G7 should show strong will on Russia’s offensive in Ukraine: Japan PM Kishida

The G7 summit which will be held in Hiroshima in May should show a strong will on Russia’s offensive in Ukraine, said Japanese Prime Minister Fumio Kishida, pointing out that the aggression in Kyiv is not only a European problem but also a challenge to the very rules and principles of the international community. Speaking to reporters following Friday’s Japan-United States summit, Prime Minister Kishida said, “As a result, (of ongoing dialogue with other partners) we were able to reaffirm our commitment that the G7 will unite and work together to safeguard the international order based on the rule of law. In our coordination in the run-up to the Hiroshima summit, the greatest issue was, needless to say, the Russian aggression against Ukraine, which will soon mark one year since the start,” news agency Reuters reported.
“I pointed out that the aggression against Ukraine is not only a European problem but also a challenge to the very rules and principles of the international community and agreed with the heads of state and government that the G7 Hiroshima summit should demonstrate a strong will to uphold the international order based on the rule of law,” Kishida said, adding, the leaders confirmed they would continue tough sanctions against Moscow and strong support for Ukraine.

He also stressed the importance of standing up to Russia’s invasion of Ukraine, saying if a unilateral change to the status quo went unchallenged, the same would happen elsewhere, including in Asia – an apparent reference to China’s vow to reunite with self-governed Taiwan, by force if necessary, Reuters reported.

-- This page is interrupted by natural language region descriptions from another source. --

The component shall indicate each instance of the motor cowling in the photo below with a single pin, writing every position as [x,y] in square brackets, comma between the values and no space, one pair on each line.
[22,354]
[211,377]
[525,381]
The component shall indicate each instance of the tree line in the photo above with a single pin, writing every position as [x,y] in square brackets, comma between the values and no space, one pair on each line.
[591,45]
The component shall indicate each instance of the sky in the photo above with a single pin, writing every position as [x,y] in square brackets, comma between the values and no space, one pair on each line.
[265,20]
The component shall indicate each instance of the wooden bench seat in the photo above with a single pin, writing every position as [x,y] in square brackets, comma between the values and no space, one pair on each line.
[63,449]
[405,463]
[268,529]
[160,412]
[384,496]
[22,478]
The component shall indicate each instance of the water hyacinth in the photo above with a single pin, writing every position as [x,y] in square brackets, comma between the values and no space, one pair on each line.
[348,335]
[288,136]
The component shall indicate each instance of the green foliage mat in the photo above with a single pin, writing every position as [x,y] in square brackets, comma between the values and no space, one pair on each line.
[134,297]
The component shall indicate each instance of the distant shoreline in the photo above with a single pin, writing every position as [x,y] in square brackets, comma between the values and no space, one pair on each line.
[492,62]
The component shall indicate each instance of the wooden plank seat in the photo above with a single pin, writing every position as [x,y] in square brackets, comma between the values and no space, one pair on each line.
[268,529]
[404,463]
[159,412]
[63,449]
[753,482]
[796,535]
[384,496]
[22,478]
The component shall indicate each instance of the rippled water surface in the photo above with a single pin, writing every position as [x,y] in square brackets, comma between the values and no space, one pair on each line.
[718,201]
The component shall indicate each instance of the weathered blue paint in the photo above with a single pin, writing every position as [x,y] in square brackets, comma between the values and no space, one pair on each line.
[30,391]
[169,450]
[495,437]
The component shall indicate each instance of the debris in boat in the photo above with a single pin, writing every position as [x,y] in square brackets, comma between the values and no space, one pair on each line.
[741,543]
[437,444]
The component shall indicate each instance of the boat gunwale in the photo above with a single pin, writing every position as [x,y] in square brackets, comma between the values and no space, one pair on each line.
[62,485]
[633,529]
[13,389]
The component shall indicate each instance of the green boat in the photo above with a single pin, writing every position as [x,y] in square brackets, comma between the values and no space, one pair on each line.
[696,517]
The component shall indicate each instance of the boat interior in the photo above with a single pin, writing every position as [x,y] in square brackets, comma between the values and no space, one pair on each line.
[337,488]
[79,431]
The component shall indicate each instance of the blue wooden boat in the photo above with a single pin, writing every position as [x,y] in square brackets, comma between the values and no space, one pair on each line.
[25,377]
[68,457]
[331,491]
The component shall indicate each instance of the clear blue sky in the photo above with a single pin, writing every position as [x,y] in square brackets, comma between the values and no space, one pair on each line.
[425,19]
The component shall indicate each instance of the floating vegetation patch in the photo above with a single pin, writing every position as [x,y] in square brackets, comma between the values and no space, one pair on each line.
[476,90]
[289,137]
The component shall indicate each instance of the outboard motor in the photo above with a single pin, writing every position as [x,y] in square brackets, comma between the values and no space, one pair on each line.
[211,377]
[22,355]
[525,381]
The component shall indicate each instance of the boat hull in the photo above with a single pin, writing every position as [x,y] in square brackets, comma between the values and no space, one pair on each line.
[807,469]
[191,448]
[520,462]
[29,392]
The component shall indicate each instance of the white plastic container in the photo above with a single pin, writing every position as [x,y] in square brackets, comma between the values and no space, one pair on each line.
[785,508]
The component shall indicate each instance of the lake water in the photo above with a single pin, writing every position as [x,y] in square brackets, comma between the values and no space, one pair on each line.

The Japanese Prime Minister, who is in Washington on the last stop of a tour of G7 industrial powers and has been seeking to bolster long-standing alliances, met United States President Joe Biden for a bilateral meeting and the two leaders issued a joint statement which said that any use of a nuclear weapon by Russia in Ukraine would be an act of hostility against humanity and justifiable in any way.
Hitting back, former Russian President Dmitry Medvedev accused Fumio Kishida of shameful subservience to the US and suggested he should ritually Japanese Prime Minister should disembowel himself. A prominent ally of President Vladimir Putin, Medvedev said the nuclear statement showed “paranoia” towards Moscow and “betrayed the memory of hundreds of thousands of Japanese who were burned in the nuclear fire of Hiroshima and Nagasaki”- in a reference to the US dropping atomic bombs on these two Japanese cities in 1945. Medvedev said that rather than demanding repentance for this, Kishida showed that he was “just a service attendant for the Americans”. Kishida made no mention of these comments by the former Russian President.